Having estensively researched the history of the Underground during the Second War war, most mystifying is the reference to, "40 shelters on the network," used during the conflict. A number of the above-named disused stations were repurposed as air raid shelters, but in addition most of the deep-level open stations were also designated as civilian refuges. In the vast majority of cases, however, this was merely utilising the existing working platforms that are still in use today. There were eight purpose-built deep-level shelters, each adjacent to a working station, but almost all of these are now leased to secure storage companies, making them even less accessible than parts of the Underground system proper.

The only exceptions I can think of would be the former King William Street, Brompton Road, and Down Street stations. King William Street was the original terminus north of Borough on the Northern line that closed in 1900 when a new alignment running via London bridge was constructed. During the Second World War the former running tunnels north of Borough were used a public air raid shelter by the local council, while King William Street station itself was refurbished as a private shelter for the office building above it. That building was subsequently demolished, but access to this shelter is retained from the office complex that replaced it.

Brompton Road and Down Street were both used by the military/government during the War, and in each case the walls blocking off the platform areas from the running tracks remain in place. Such wartime usage makes both locations very interesting, yet at the same time alterations that enabled that usage make there conversion to tourist attractions more difficult.

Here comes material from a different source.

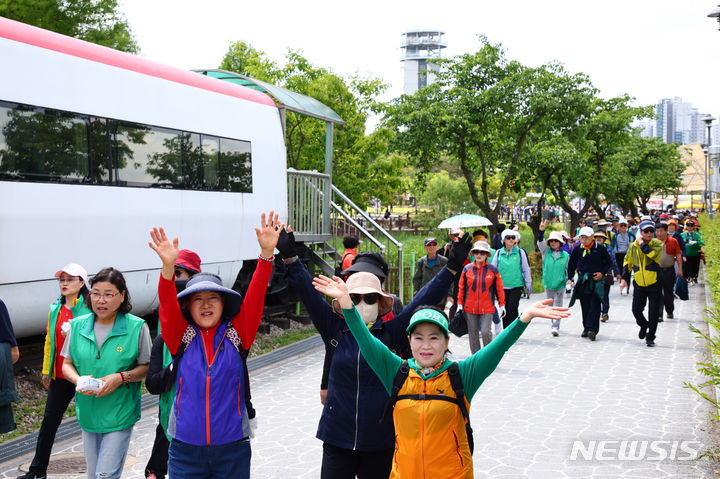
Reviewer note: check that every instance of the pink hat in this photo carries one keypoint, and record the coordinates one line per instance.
(73, 270)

At Brompton Road, for example, the operations room for the 1st Anti-Aircraft Division still exists, but it occupies part of the original lift shaft. Lift access would be a prerequisite, but it would be almost impossible to reinstate them without destroying this key historical feature!

In conclusion, it seems to me that there are very few locations that even fit the requirements of Chambers's plans, and almost all of them would be beyond use for a variety of reasons - primarily cost - even if Transport for London saw it worth their while.